Proses pengambilan gambar tidaklah mudah, terutama ketika tim produksi memutuskan untuk merekam adegan di masjid terkenal seperti Masjid Rüstem Paşa di Eminönü. Iwan Kurniawan, sutradara dan produser film ini, dengan tulus meminta izin kepada imam setempat untuk melakukan pengambilan adegan penting antara tokoh utama Kemuning dan seorang ustazah.
“Kami ingin menyampaikan pesan sejarah Islam di Turki kepada masyarakat Indonesia, dan Alhamdulillah, imam masjid dengan baik hati memberikan izin kepada kami,” ujar Iwan.
Pengambilan adegan tidak hanya terbatas di masjid, tim produksi juga menghadapi tantangan saat syuting di Hipodrom Konstantinopel. Mereka harus berhadapan dengan pihak keamanan yang mempertanyakan tujuan mereka di lokasi bersejarah tersebut.
Namun, kerumitan tersebut tidak menghalangi semangat tim produksi. “Kami merasa didukung dengan baik oleh orang-orang Turki yang ramah dan mau membantu,” tambah Iwan.
Film “Mungkin Nanti Esok atau Lusa” menampilkan cerita tentang perjuangan seorang gadis desa, Kemuning, yang mendapat beasiswa S2 di Turki.
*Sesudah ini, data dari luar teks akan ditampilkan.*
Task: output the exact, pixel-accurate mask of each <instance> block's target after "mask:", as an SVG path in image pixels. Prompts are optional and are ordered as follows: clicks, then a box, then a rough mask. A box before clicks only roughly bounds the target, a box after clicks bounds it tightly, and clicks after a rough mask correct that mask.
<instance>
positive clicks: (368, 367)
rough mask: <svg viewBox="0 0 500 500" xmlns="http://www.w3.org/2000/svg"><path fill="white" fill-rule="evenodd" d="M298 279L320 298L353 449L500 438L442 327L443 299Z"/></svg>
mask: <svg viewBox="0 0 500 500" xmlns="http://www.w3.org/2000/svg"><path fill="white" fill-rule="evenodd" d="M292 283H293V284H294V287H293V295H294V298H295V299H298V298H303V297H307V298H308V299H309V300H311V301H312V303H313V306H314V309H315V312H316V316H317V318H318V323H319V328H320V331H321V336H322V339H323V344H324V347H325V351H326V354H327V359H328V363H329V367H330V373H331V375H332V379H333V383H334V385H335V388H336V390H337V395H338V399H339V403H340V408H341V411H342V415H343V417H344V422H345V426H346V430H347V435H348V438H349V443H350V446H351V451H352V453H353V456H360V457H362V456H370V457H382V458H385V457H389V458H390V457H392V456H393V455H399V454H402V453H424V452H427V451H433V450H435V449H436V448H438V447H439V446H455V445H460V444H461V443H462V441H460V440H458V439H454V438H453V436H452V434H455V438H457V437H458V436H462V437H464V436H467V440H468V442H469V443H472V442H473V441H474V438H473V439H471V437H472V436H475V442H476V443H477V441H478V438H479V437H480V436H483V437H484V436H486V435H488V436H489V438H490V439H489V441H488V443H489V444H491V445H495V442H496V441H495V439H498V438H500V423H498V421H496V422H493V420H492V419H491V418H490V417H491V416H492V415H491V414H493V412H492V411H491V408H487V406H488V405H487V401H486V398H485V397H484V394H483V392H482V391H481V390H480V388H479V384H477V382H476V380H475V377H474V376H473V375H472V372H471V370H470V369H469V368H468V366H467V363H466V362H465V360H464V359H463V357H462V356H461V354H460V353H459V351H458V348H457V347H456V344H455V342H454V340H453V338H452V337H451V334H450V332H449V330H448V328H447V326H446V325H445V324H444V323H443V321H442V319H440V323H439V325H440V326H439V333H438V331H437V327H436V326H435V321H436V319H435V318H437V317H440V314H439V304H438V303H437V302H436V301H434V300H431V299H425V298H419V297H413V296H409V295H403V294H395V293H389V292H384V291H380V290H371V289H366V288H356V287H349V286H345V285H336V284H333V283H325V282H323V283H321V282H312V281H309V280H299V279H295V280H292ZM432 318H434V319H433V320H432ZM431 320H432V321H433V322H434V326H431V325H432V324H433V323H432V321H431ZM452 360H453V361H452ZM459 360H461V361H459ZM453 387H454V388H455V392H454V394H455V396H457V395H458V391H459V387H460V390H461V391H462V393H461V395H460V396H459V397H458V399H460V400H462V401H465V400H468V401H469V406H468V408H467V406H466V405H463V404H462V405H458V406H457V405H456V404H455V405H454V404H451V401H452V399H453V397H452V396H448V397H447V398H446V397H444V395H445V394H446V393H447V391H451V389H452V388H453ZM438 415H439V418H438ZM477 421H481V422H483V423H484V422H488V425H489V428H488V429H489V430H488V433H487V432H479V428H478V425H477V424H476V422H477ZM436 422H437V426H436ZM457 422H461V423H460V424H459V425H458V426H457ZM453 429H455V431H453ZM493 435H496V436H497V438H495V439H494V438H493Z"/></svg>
Namun, cintanya dengan Raditya, yang telah berjanji untuk menikahinya, terancam ketika Raditya berbalik menikahi wanita lain atas desakan ibunya.
Film ini tidak hanya menonjolkan bintang-bintang muda seperti Natasya Nurhalima dan Bilal Fadh, tetapi juga melibatkan akting mantap dari Olga Lydia, Akbar Kobar, Terry Putri, dan banyak lagi.
“Mungkin Nanti Esok atau Lusa” dijadwalkan tayang perdana mulai 11 Juli 2024 di bioskop-bioskop Indonesia. Film ini diharapkan tidak hanya memberikan hiburan, tetapi juga memberi penghargaan pada warisan sejarah Islam yang kaya di Turki.